The International Monetary Fund said on Monday that Canada is coping well with lower oil prices and weaker growth, but needs to pursue a fiscal and monetary policy mix that supports near-term output.
In a statement following its annual policy review with Canada, the IMF cautioned the full macroeconomic and financial effects of the oil shock have yet to fully play out in Canada, which saw real gross domestic product growth halve to 1.2 per cent in 2015.
The Fund said its board of directors welcomed Canada's "pro-growth" budget and noted that additional fiscal support should be considered if conditions worsen.
"Growth is expected to rebound in 2016, supported by exchange rate depreciation and accommodative monetary and fiscal policies, but uncertainty about oil prices, challenges in sustaining the global recovery, and elevated domestic vulnerabilities suggest risks to the outlook are tilted to the downside," the IMF said.
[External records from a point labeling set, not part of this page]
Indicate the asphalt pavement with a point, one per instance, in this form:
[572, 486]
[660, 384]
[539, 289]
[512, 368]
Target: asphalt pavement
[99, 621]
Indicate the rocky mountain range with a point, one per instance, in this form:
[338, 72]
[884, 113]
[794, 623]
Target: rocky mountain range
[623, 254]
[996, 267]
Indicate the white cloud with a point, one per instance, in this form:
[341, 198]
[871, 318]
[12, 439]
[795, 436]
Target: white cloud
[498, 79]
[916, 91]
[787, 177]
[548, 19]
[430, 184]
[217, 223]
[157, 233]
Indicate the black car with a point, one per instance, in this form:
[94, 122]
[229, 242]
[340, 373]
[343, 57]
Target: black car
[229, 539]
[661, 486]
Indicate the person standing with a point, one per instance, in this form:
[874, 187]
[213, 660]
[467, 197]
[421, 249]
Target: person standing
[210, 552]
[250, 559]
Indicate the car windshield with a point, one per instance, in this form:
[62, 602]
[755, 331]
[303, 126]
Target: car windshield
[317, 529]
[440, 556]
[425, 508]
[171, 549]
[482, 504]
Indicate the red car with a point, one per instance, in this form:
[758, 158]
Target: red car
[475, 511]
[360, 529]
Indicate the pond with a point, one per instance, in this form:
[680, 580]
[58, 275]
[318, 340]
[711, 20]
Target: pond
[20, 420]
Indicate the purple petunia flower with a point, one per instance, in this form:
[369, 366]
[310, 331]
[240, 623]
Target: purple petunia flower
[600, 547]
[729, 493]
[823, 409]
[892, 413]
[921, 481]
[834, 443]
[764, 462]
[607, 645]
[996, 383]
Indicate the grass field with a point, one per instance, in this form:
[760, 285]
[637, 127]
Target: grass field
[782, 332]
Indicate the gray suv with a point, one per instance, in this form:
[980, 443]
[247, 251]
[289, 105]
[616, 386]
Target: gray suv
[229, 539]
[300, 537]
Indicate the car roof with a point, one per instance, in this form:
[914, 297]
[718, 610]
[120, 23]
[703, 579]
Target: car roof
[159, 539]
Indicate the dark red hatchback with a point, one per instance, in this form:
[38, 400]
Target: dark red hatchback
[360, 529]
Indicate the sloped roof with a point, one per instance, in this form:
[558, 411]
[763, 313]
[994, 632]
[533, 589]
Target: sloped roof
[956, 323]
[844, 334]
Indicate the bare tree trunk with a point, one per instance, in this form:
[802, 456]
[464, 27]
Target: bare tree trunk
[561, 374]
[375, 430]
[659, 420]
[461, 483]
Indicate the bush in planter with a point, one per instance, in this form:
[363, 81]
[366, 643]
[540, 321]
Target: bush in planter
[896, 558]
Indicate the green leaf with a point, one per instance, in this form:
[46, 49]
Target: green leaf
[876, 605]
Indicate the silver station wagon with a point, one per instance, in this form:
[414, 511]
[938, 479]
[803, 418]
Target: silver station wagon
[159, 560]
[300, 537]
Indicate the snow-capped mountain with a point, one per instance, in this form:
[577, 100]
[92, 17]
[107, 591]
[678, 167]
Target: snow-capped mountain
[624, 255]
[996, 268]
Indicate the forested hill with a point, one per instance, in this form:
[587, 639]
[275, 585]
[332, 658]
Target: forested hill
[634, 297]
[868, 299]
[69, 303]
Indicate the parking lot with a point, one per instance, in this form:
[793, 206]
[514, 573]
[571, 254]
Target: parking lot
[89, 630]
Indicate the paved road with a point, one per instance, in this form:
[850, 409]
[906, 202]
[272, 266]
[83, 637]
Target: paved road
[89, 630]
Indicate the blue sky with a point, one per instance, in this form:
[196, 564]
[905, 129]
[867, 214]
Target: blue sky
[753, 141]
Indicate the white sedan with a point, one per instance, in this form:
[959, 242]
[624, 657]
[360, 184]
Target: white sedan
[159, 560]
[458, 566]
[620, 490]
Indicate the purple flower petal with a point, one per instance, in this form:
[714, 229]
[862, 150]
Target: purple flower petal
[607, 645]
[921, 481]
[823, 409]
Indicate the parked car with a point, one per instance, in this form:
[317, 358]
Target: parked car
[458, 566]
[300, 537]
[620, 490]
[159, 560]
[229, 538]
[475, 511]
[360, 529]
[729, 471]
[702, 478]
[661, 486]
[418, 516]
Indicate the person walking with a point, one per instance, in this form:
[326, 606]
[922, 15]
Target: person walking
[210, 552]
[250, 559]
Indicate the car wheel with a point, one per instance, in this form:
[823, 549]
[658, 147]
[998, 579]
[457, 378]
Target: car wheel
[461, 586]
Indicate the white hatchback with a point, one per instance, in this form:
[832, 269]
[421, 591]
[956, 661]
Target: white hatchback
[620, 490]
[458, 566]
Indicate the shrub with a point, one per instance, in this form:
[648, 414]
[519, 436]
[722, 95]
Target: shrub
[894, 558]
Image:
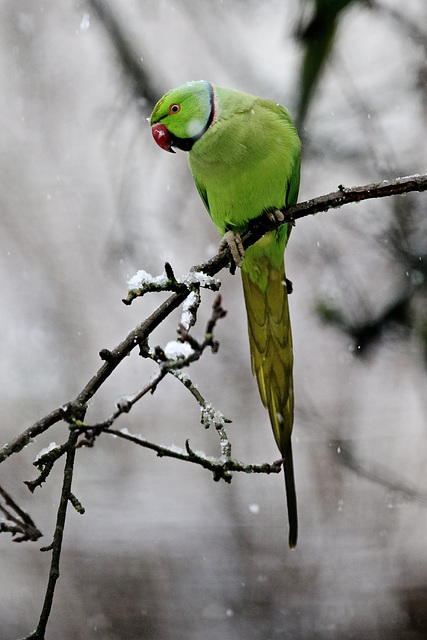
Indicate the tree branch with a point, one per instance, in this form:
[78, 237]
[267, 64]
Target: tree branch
[139, 335]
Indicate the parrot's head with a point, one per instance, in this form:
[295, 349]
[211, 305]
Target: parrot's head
[183, 115]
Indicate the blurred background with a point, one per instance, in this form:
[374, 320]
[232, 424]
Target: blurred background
[87, 199]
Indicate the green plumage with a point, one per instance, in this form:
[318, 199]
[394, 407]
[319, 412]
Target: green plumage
[244, 153]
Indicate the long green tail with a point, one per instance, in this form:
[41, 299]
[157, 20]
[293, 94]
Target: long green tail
[266, 297]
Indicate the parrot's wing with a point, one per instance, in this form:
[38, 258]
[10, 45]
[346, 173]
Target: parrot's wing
[202, 192]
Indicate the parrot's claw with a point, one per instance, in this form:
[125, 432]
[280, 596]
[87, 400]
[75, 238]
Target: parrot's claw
[233, 241]
[275, 215]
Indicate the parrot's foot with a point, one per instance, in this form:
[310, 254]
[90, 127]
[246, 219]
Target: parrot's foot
[233, 241]
[275, 215]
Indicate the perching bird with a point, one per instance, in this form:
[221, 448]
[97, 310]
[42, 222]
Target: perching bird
[244, 153]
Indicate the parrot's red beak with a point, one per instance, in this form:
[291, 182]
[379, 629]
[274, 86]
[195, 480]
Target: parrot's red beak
[162, 136]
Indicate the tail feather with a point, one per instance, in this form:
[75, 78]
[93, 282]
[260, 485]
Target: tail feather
[264, 286]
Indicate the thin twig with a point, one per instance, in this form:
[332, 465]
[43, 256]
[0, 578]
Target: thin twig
[140, 334]
[56, 546]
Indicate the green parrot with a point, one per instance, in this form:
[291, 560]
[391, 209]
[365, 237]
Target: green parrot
[244, 154]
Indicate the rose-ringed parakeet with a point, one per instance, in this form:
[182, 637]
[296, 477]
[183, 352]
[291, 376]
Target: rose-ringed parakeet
[244, 153]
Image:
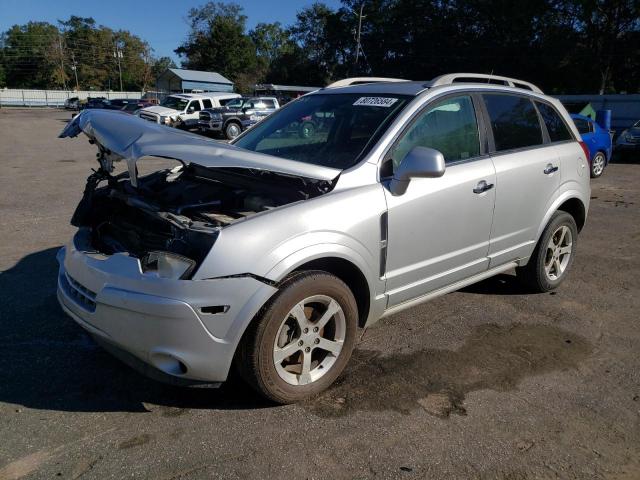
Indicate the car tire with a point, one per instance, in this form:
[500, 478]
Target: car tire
[283, 355]
[232, 130]
[553, 256]
[598, 162]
It said that a Canada's push for more growth could be focused on infrastructure improvement, but noted that vulnerabilities should be contained in the housing market, where prices are rapidly rising in Vancouver and Toronto, but falling in Alberta.
Canada in the longer run should aim to reduce its debt-to-GDP ratio and pursue structural economic reforms to diversify its future growth drivers.
"Directors noted that Canada's financial sector continues to be sound and stable. They agreed that macroprudential measures have been broadly effective in containing the growth of mortgage credit and suggested that these could be further tightened if imbalances in the housing market threaten to intensify," the IMF said.